Recently I’m playing around with LLVM intrinsics and metadata related to invariant. Specifically I’m talking about the following intrinsics and metadata:
@llvm.invariant.start
intrinsic and@llvm.invariant.end
intrinsic;!invariant.load
metadata;!invariant.group
metadata.
Although these intrinsics and metadata are not equivalent, all of them could mark a memory location as “invariant” within a specific program region. For example:
define dso_local i32 @test_intrin(i32 noundef %init) {
%var.ptr = alloca i32, align 4
store i32 %init, ptr %var.ptr, align 4
%inv = call ptr @llvm.invariant.start.p0(i64 4, ptr %var.ptr)
call void @clobber(ptr noundef nonnull %var.ptr)
%1 = load i32, ptr %var.ptr, align 4
ret i32 %1
}
define dso_local i32 @test_invariant_load(i32 noundef %init) {
%var.ptr = alloca i32, align 4
store i32 %init, ptr %var.ptr, align 4
call void @clobber(ptr noundef nonnull %var.ptr)

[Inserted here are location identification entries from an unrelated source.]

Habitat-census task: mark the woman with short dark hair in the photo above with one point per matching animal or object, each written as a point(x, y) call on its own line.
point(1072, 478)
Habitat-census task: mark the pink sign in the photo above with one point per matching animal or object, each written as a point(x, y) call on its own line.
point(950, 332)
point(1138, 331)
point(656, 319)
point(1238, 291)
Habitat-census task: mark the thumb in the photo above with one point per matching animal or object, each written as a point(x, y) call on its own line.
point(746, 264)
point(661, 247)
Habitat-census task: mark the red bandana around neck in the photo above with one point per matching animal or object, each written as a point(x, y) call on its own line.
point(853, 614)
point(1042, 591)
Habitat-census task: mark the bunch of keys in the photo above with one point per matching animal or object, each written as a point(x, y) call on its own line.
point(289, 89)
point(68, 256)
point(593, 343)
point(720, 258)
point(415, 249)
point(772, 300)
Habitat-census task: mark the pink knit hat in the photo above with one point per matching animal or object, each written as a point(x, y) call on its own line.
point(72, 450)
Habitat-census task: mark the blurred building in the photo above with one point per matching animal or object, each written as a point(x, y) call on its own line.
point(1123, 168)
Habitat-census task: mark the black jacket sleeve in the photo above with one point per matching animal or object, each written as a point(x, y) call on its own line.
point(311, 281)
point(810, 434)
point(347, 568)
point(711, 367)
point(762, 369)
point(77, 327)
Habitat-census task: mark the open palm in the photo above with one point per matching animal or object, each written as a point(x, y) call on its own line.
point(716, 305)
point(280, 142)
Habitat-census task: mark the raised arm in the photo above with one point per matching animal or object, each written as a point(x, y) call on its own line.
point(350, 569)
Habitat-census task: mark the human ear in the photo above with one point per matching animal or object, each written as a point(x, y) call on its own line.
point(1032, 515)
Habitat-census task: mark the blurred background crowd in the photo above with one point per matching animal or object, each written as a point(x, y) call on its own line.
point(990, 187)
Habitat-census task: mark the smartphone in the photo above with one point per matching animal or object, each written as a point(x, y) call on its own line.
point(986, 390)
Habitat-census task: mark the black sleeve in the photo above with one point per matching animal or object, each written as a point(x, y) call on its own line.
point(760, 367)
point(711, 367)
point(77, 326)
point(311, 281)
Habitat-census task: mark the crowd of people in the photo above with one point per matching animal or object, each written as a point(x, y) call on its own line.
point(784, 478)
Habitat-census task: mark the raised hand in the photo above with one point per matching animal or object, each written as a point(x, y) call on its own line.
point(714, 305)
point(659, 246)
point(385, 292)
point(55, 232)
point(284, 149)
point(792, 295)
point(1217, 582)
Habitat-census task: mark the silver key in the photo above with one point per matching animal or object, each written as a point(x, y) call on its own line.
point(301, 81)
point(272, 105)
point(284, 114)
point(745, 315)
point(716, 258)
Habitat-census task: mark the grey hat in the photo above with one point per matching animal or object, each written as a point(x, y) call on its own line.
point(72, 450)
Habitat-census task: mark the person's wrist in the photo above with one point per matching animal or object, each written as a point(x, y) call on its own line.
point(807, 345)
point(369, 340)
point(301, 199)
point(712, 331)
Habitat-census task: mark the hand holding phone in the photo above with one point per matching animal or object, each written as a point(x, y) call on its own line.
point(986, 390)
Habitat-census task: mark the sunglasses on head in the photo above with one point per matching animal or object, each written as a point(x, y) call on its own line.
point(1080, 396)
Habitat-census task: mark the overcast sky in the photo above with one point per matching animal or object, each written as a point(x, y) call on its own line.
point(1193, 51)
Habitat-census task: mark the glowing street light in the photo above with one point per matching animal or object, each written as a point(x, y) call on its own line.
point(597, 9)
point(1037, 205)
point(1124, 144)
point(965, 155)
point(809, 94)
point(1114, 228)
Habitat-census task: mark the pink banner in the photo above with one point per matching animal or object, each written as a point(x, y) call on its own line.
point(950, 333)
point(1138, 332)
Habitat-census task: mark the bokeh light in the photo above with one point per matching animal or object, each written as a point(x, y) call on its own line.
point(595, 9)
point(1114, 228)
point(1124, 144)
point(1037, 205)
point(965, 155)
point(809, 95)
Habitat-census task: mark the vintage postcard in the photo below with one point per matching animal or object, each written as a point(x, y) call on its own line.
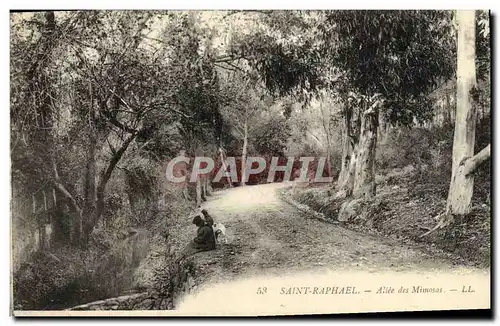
point(249, 162)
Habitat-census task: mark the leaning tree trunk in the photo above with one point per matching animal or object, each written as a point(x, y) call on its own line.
point(244, 154)
point(347, 148)
point(198, 191)
point(90, 170)
point(462, 183)
point(364, 178)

%1 = load i32, ptr %var.ptr, align 4, !invariant.load !0
ret i32 %1
}
define dso_local i32 @test_invariant_group(i32 noundef %init) {
%var.ptr = alloca i32, align 4
store i32 %init, ptr %var.ptr, align 4, !invariant.group !0
call void @clobber(ptr noundef nonnull %var.ptr)
%1 = load i32, ptr %var.ptr, align 4, !invariant.group !0
ret i32 %1
}
LLVM could optimize all of the 3 functions above into:
define dso_local noundef i32 @test(i32 noundef returned %init) {
%var.ptr = alloca i32, align 4
store i32 %init, ptr %var.ptr, align 4
call void @clobber(ptr noundef nonnull %var.ptr)
ret i32 %init
}
Which is reasonable since the memory location pointed to by %var.ptr
is marked as immutable. But once I added a call to @llvm.invariant.end
in the first function above:
define dso_local i32 @test_intrin(i32 noundef %init) {
%var.ptr = alloca i32, align 4
store i32 %init, ptr %var.ptr, align 4
%inv = call ptr @llvm.invariant.start.p0(i64 4, ptr %var.ptr)
call void @clobber(ptr noundef nonnull %var.ptr)
%1 = load i32, ptr %var.ptr, align 4
call void @llvm.invariant.end.p0(ptr %inv, i64 4, ptr %var.ptr)
ret i32 %1
}
The optimizer suddenly stops working and no longer be able to fold away the load
instruction. The full example is live on compiler explorer: Compiler Explorer
Is this a miss-optimization?